- System Engineering / Admin
- Frankfurt am Main
- Amazon Web Services (AWS)
- Google Cloud Platform
- Microsoft Azure
- Quality Assurance
- RESTful Web Services
At IBM, work is more than a job – it’s a calling: To build. To design. To code. To consult. To think along with clients and sell. To make markets. To invent. To collaborate. Not just to do something better, but to attempt things you’ve never thought possible. Are you ready to lead in this new era of technology and solve some of the world’s most challenging problems? If so, lets talk.
Your Role and Responsibilities
We are seeking an highly motivated Site Reliability Engineering Professional with know how in the transformation of IT environments towards a NextGen Operating model in the context of hybrid-cloud-Platforms.
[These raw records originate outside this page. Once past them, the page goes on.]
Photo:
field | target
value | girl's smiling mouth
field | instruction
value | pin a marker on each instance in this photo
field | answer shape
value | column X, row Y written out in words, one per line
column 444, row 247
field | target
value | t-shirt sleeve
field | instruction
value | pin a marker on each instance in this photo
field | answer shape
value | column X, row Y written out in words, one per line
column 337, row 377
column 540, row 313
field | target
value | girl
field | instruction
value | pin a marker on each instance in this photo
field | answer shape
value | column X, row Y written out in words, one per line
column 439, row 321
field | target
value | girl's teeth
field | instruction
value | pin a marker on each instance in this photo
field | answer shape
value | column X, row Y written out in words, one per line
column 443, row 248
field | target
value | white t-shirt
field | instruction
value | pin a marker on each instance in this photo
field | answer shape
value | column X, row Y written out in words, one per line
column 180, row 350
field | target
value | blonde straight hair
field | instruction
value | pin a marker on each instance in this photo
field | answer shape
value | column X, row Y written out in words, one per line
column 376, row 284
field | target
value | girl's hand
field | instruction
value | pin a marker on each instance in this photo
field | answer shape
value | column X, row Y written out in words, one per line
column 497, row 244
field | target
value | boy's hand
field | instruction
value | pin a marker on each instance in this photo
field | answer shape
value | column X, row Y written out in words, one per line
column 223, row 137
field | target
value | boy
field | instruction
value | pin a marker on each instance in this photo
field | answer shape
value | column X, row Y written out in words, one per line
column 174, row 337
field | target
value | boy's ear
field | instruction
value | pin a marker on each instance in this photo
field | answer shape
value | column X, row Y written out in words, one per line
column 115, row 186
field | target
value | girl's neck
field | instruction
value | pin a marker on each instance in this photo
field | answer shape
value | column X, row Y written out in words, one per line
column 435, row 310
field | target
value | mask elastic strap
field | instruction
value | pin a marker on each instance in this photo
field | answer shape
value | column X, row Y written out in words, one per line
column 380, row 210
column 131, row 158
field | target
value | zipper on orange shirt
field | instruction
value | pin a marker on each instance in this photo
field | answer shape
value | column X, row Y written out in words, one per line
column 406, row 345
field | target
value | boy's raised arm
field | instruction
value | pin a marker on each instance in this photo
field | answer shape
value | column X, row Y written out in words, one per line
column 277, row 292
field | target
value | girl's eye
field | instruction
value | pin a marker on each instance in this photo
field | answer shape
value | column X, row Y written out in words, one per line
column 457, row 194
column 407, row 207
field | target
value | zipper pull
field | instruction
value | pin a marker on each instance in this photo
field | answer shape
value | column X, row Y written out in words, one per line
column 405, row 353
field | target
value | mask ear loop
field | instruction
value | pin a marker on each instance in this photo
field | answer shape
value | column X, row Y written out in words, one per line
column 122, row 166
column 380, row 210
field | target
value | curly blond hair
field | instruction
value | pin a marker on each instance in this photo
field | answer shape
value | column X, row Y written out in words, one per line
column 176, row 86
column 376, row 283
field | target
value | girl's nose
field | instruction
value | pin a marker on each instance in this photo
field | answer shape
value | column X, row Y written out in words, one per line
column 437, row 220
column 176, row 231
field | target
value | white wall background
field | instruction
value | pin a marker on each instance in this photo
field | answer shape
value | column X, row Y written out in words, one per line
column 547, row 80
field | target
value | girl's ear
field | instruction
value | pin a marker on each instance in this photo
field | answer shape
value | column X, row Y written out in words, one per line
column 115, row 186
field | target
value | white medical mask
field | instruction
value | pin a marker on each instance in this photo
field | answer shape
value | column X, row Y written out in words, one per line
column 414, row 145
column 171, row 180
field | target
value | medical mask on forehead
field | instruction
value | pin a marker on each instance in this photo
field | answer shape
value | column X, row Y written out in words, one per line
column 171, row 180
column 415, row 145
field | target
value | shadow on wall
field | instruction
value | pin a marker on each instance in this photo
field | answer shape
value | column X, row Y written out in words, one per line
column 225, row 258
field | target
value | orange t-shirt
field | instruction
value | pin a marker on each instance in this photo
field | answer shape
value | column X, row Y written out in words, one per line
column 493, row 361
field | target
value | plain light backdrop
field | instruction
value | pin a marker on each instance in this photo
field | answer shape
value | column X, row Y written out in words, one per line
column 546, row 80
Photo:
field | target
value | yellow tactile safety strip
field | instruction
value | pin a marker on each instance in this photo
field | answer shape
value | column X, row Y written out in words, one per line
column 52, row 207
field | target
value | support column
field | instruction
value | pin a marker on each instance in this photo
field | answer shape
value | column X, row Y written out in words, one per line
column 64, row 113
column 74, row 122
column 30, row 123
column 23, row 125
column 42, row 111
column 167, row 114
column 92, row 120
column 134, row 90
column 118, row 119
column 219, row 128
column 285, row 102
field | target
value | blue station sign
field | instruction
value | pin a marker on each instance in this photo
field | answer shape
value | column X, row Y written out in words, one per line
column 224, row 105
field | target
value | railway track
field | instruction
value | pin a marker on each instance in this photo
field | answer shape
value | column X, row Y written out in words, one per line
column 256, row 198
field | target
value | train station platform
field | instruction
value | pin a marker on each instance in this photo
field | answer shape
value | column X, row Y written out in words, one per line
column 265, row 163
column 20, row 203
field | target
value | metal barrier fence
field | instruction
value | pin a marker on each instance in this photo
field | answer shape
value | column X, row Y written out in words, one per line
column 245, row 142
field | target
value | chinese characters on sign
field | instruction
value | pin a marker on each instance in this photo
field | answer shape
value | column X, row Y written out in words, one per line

The Site Reliability Engineering (SRE) professionals are engineers who specialize in reliability and resiliency with the right mix of knowledge and skills in software and systems, responsible to analyze business needs, problem determination, advise & design, build, test, deploy, changes and maintenance of a well engineered information system and ecosystems.
Who are site reliability engineers and what do they do?
A site reliability engineer is a software developer with IT operations experience – someone who knows how to code, and who also understands how to ‘keep the lights on’ in a large-scale IT environment.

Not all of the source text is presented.